Turns out I was right about the error in the current pyRete version. I hand made a Rete network by connecting nodes from the refactored Rete implementation and it turned out to be as fast as (and sometimes faster than) the one based on dictionaries/functions.

Whilst the one based on dicts and functions is in some was easier to handle and deal with it also has some serious drawbacks. First and foremost it saves state at *each* node. This can probably be dealt with but then I'd have to write some boiler-plate code to handle when and when not to store tokens and that was the whole point of the implementation, to reduce the boiler-plate code. Secondly, it can be harder to wrap your head around since you'd have to look at both where the function is defined and where it is called in order to find out the exact behaviour of a node. It's not magic or anything but it may be confusing at first.

Given these two drawbacks of the dicts and functions implementation I decided that I wasn't going to use it. At all... unless I could find a way to perform function inlining and that the inlined version was faster than an optimized OO-Rete network.
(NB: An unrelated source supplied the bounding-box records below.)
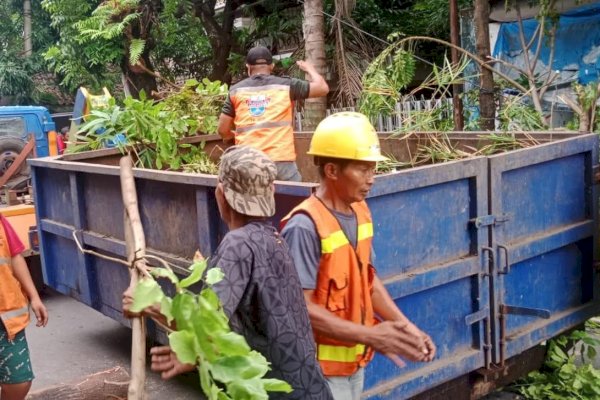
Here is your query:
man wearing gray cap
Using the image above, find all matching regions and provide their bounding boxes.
[145,146,333,400]
[217,46,329,181]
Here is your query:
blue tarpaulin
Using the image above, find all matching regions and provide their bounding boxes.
[493,3,600,84]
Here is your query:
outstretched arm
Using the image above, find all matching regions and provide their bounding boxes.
[11,254,48,326]
[304,290,427,366]
[217,113,234,140]
[296,61,329,98]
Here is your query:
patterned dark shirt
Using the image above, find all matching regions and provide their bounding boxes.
[210,222,333,400]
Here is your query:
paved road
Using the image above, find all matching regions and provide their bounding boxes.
[27,290,515,400]
[27,290,199,400]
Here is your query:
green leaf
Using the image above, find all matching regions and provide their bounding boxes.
[150,268,179,285]
[131,278,165,312]
[262,379,293,393]
[169,331,198,364]
[213,332,252,356]
[172,293,198,329]
[160,296,174,324]
[205,268,225,285]
[211,351,269,383]
[129,39,146,65]
[227,379,269,400]
[177,260,207,289]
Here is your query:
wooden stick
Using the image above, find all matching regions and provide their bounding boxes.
[119,156,146,400]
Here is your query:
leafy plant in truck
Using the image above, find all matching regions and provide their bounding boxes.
[131,260,292,400]
[161,78,228,135]
[510,320,600,400]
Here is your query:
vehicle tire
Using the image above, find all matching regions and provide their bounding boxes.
[0,136,31,189]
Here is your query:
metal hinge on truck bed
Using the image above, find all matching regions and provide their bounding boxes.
[469,214,510,229]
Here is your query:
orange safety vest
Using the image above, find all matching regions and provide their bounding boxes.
[281,195,376,376]
[229,75,296,161]
[0,223,29,340]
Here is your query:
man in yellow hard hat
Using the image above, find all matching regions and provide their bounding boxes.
[282,112,436,400]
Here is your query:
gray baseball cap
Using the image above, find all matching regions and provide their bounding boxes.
[219,146,277,217]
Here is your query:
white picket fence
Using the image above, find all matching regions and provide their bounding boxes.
[294,96,452,132]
So, now I've got no less than six implementations of a small Rete network[1]:
1) the current pyRete implementation (which is quite obviously just plain wrong).
2) the experimental dicts and functions implementation
3) the refactored OO-implementation
4) an optimized version of 3[2]
5) an implementation using function inlining based on 2
6) an optimized version of 5[2]

Here are the results (I've run these about ten times and the numbers below are typical) for 2 to 6 using 4000 facts:

2) took 6.58899998665 s => 79735 facts
3) took 5.98900008202 s => 79735 facts
4) took 5.70799994469 s => 79735 facts
5) took 5.63800001144 s => 79735 facts
6) took 5.52800011635 s => 79735 facts

Inlining apparently speeds up the matching but not with much and I'm not sure it's worth the effort. It would be cool though to generate a large blurb of code and see if it can be optimized by some other program like psyco or possibly one of the bytecodehacks or some such thing. I haven't looked for optimizers but I believe I will have to if I am going to get something out of the inlining implementation.
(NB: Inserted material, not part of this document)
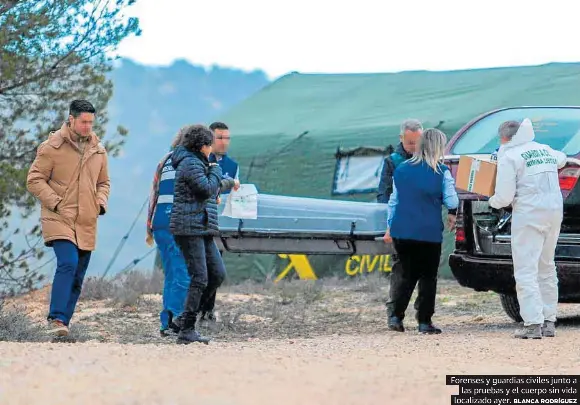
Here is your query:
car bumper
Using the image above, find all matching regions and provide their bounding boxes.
[449,253,580,303]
All in all. This week's been good fun looking at different implementations but it's time to get back to work and make sure that the pyRete code in the subversion repository works as expected.
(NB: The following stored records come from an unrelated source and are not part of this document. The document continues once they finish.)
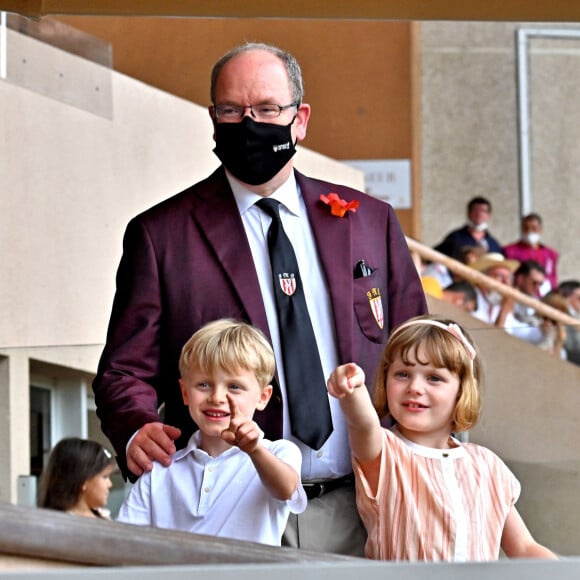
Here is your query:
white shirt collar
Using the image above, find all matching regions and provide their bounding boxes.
[226,171,301,217]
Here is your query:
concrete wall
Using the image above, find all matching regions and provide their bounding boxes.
[421,22,580,278]
[0,23,364,501]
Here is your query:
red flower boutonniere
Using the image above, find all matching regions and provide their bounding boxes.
[320,193,359,217]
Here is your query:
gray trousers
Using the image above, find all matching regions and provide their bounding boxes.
[282,485,367,558]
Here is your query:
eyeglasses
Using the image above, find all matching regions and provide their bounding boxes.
[213,103,300,121]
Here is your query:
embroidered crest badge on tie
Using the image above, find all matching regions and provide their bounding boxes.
[367,288,385,330]
[278,272,296,296]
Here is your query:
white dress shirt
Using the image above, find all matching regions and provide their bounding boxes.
[226,171,352,481]
[117,431,307,546]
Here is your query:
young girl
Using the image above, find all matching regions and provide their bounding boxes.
[38,437,115,519]
[328,316,556,561]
[1] Here is the Rete network I'm using. Memory nodes are not shown.

#                       TYPE
# +--} JOIN {--+ ALPHA {--+
# +--} JOIN {--+
# +--} BETA
# +--} PROD
[2] I have removed a few "unneccessary" memory nodes. But since I believe that that sentence can easily be misunderstood I'll try to explain a bit more.
I have, for example removed storage of tokens at nodes which are never "read" in other parts of the network. For example the Beta Node places Tokens directly into the Production Node instead of going via a Beta Memory Node. It is "last" in the network and the Beta Memory would have fed the Production Node. Also, the first AlphaMemory has been converted into a LeftInputAdapter and sends Tokens directly to the second Join instead of going thru a DummyJoin with a DummyTopNode.